Nordic ski center planned for eastern PlumasDiana Jorgenson
Kimberly Kaznowski, president of the Plumas Sierra Nordic Foundation, made a presentation and a plea to Portola’s City Council at its only December meeting.
The cross-country skiing group was formed as a 501(c)(3) non-profit this year and is planning to begin a Nordic center at Grizzly Ranch. Kaznowski appeared to introduce the council to the group’s mission and goals and to request financial help in buying a Skandic snowmobile as part of the grooming equipment.
Plumas Sierra Nordic Foundation’s mission is to develop, promote and expand Nordic skiing recreation opportunities and education programs for all ages, skill levels, disabilities and incomes in Plumas County and surrounding areas.
Members envision sponsoring local Nordic ski teams in competitive events as well as promoting the sport non-competitively as a family-oriented, environmentally friendly and health-inducing activity. They also envision expanding the area’s groomed cross-country trail system beyond their beginnings at Grizzly Ranch.
Based on the growth of cross-country skiing she watched develop in the small town of Shasta after a similar center began, Kaznowski envisions that the sport would increase tourism in Portola and the surrounding area and provide a year-round destination that would help businesses whose incomes were compromised in the winter months.
In response to questions posed by the council, Kaznowski said that groups would come and spend the night in the community or the weekend and that it would also be a draw for families to make day trips to the area.
She said that introducing children to the sport was a primary focus, and originally members had planned to locate at Grizzly Creek Ranch on Highway 70 and Grizzly Road, but they were not yet ready to open during the winter months and not geared up to plow their roads.
On the other hand, Grizzly Ranch development was already heating their buildings and plowing their roads, making it an ideal place to begin.
“Rob Young has graciously offered the use of his facilities,” she said, adding that maybe later they would be able to expand or move to Lake Davis or to Johnsville, but the situation at Grizzly Ranch made it an ideal place to begin.
Not only could they use the pro-shop as a ski hut and the putting green for lessons, they planned to groom the roads, already cleared for future development when the economy returns, for ski trails.

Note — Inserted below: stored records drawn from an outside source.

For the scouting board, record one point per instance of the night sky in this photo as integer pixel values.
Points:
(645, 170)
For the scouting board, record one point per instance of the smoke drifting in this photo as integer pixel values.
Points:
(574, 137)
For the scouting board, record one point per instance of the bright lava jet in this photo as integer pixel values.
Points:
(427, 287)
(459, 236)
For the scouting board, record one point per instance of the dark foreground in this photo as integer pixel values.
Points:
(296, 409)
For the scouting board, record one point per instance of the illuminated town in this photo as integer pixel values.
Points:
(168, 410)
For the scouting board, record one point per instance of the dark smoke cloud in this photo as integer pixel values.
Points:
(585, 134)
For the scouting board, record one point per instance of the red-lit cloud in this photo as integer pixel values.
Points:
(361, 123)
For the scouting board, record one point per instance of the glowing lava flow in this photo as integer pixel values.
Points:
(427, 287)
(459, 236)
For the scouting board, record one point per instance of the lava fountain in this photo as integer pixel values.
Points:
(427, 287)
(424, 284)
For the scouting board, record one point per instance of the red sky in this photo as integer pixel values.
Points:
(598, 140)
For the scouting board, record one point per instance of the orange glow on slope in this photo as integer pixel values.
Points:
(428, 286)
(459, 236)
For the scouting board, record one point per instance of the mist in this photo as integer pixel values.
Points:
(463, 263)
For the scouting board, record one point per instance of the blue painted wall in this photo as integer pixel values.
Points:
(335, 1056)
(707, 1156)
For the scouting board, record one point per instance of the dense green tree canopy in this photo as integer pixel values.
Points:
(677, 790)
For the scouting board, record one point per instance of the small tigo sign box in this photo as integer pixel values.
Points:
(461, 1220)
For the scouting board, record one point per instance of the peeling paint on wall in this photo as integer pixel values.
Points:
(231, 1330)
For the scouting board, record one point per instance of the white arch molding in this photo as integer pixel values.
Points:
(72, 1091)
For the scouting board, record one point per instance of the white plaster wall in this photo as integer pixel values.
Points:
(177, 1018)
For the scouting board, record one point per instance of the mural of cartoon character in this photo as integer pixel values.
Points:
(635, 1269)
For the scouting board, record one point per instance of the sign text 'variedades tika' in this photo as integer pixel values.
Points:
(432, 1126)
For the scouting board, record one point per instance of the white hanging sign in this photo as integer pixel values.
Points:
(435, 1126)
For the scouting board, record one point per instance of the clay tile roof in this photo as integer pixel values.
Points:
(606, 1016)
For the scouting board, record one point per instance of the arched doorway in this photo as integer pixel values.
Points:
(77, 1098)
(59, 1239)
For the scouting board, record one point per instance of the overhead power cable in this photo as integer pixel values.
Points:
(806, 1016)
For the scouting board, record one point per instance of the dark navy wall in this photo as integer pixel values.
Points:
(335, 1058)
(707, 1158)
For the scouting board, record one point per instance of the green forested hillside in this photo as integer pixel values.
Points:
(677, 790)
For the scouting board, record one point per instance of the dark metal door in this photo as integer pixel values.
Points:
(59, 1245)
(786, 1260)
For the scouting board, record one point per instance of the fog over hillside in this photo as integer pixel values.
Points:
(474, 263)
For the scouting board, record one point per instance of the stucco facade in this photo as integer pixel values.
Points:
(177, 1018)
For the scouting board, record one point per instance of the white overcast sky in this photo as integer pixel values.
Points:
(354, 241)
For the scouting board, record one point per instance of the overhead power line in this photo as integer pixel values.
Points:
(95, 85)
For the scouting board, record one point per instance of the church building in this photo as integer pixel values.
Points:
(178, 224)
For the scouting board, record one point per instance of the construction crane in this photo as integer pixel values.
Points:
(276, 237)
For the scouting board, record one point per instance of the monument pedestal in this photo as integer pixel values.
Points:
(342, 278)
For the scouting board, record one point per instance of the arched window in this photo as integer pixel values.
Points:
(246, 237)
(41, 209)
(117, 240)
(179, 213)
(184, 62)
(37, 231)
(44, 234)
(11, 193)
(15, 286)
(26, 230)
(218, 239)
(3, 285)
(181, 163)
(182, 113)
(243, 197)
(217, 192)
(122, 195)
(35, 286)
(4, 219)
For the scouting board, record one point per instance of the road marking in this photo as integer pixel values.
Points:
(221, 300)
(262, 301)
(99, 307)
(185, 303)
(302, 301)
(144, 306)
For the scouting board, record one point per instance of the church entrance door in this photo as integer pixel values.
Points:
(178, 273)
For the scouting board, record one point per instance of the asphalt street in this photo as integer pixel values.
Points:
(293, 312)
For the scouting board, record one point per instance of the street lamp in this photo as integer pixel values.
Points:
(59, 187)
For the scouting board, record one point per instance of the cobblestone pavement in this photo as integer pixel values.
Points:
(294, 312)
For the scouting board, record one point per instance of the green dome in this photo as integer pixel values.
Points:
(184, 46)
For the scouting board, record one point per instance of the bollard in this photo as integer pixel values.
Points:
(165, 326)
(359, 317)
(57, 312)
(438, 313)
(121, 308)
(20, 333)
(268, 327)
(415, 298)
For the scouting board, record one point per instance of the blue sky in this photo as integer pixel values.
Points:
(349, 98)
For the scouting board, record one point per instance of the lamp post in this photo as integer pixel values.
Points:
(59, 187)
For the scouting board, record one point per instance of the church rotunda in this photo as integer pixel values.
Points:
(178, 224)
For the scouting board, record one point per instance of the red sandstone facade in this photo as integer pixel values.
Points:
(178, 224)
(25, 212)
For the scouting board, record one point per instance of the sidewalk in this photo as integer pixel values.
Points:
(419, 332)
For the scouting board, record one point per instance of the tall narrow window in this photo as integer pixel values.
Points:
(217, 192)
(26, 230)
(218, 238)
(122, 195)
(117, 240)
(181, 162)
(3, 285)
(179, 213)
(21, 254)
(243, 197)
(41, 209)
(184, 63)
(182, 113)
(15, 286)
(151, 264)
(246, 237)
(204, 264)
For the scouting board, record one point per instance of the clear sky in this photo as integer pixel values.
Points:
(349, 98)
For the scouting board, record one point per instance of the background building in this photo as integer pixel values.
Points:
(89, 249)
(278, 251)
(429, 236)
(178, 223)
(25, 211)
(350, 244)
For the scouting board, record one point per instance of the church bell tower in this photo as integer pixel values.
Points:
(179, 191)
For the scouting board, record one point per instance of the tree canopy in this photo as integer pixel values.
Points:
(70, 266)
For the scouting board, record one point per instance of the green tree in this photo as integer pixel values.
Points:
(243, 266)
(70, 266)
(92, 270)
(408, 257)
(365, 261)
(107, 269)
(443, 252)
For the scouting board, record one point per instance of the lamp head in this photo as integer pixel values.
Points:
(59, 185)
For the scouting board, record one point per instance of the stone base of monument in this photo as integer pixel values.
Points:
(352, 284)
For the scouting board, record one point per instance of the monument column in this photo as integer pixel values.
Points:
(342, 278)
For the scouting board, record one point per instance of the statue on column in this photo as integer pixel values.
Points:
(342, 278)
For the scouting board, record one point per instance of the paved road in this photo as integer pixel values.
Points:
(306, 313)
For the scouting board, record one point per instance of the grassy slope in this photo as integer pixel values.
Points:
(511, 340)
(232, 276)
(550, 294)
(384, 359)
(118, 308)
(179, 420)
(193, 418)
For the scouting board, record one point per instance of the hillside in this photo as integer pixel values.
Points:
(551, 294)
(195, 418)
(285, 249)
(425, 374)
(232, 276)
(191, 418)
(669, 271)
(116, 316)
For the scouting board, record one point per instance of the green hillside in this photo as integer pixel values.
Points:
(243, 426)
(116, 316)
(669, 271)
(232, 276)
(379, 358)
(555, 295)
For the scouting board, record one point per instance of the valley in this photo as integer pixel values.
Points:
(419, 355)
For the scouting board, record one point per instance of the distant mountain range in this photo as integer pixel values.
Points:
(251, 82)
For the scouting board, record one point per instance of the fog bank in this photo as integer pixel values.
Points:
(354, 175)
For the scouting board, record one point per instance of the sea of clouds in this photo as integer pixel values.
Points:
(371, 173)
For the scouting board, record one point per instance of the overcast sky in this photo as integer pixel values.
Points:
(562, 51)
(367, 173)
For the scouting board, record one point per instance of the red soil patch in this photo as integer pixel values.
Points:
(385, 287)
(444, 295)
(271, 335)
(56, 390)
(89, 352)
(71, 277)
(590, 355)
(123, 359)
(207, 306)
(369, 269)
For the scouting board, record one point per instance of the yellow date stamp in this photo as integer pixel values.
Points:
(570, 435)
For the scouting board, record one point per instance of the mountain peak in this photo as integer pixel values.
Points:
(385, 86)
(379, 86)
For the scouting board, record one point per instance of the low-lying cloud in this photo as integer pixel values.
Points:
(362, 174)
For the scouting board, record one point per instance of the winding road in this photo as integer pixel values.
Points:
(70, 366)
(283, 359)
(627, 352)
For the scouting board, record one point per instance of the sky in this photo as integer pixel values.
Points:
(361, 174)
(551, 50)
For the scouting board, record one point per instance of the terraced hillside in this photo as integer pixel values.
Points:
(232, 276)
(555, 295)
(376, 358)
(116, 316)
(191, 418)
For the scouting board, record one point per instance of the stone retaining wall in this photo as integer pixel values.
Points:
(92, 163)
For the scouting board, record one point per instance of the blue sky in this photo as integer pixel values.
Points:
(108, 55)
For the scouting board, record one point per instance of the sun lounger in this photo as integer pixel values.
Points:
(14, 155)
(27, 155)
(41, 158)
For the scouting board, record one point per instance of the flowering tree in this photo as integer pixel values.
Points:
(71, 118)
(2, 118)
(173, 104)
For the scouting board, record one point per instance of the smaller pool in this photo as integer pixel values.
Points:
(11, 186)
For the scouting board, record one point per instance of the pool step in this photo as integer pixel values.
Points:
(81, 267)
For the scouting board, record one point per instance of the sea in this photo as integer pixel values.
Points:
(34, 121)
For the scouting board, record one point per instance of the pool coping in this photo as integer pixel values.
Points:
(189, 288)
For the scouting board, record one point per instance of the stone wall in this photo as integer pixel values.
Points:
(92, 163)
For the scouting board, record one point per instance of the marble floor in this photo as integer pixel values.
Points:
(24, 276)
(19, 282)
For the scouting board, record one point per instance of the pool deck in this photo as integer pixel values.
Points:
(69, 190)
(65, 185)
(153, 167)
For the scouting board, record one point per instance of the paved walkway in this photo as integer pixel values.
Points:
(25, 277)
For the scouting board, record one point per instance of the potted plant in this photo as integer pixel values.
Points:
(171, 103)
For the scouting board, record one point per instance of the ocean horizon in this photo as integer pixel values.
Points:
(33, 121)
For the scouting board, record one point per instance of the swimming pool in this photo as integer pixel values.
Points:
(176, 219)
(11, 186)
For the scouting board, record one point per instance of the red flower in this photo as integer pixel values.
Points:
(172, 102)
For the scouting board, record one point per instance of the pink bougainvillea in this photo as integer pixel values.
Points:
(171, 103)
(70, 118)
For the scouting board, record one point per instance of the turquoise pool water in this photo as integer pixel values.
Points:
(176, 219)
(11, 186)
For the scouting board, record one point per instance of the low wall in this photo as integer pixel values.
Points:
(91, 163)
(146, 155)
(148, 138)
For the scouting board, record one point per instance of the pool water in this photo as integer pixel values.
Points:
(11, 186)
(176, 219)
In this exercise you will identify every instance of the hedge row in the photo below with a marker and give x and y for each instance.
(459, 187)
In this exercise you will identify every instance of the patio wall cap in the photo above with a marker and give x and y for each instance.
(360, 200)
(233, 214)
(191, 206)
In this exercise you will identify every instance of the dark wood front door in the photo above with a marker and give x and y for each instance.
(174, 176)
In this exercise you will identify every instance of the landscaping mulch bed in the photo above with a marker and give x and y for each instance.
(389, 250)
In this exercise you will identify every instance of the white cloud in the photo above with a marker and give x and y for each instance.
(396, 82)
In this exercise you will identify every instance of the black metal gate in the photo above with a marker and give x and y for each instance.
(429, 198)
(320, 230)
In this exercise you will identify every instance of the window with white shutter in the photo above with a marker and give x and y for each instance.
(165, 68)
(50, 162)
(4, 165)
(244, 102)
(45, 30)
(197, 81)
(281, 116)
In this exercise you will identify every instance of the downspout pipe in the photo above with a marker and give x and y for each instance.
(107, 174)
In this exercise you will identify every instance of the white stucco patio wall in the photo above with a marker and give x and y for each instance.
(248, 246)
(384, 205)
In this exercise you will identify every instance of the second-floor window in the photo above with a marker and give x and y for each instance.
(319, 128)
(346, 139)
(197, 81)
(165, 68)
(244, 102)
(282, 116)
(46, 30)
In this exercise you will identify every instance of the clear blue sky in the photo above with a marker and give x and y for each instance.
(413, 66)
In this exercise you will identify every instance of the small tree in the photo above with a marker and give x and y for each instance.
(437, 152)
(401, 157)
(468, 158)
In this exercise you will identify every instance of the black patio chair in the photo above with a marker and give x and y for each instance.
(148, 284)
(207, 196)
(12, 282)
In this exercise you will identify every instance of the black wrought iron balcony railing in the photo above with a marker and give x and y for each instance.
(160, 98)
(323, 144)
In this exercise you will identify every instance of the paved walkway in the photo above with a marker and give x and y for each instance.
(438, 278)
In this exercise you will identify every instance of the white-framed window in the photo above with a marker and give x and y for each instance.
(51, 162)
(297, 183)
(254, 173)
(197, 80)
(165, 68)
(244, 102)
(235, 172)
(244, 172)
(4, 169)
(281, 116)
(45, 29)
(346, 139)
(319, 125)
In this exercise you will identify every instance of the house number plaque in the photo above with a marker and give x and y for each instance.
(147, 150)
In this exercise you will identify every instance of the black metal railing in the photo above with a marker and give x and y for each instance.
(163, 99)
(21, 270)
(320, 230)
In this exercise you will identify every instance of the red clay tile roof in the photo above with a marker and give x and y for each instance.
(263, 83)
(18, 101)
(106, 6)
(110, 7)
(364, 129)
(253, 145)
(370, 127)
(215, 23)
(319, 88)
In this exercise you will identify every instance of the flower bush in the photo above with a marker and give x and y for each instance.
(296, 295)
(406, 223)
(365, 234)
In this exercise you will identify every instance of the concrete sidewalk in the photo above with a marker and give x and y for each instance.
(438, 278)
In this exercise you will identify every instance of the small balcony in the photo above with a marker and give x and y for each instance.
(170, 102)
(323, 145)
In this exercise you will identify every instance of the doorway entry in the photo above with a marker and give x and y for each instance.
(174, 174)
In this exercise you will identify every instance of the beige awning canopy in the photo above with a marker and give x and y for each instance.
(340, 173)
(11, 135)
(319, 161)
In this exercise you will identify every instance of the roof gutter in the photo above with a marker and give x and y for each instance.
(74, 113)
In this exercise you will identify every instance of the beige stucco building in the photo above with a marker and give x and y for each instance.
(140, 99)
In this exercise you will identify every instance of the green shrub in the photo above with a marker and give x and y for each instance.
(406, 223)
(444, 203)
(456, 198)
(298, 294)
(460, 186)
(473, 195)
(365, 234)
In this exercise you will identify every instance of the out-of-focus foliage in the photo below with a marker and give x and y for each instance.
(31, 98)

She also mentioned that the Ginzugroomer, roller and tracksetter from Yellowstone and the snowmobile were portable and could participate in events away from Grizzly Ranch.
The equipment would make two types of tracks: a corrugated wide track for “ski-skating” and the traditional narrow double-track for cross-country style skiing.
The group has contacted local schools for their input and received $500 from Plumas Sierra Rural Electric and $2,000 from Plumas Bank. Far West Nordic Ski Education Foundation has pledged $300-$600 to support children’s programs once the center is up and running.
“The ball’s starting to roll,” she said. She added, “I hope this community will see the value of this.”
She told the council that the group wanted to keep its activities extremely affordable for the local community and especially for children.
Mayor Dan Wilson asked for specifics and was told that they were discussing $10 tickets for a day of skiing and maybe $5 for children.
“The board has to decide this, but these are the numbers they are talking,” Kaznowski told him.
Right now, the group is looking for financial help to pay for the Skandic they have ordered. The City Council seemed in agreement that the project was in the public interest and would likely be beneficial to the city of Portola, but Councilman William Weaver wanted the item carried over onto the January agenda in order to discuss possible amounts with his constituents. The other members of the council present agreed to defer discussion until then.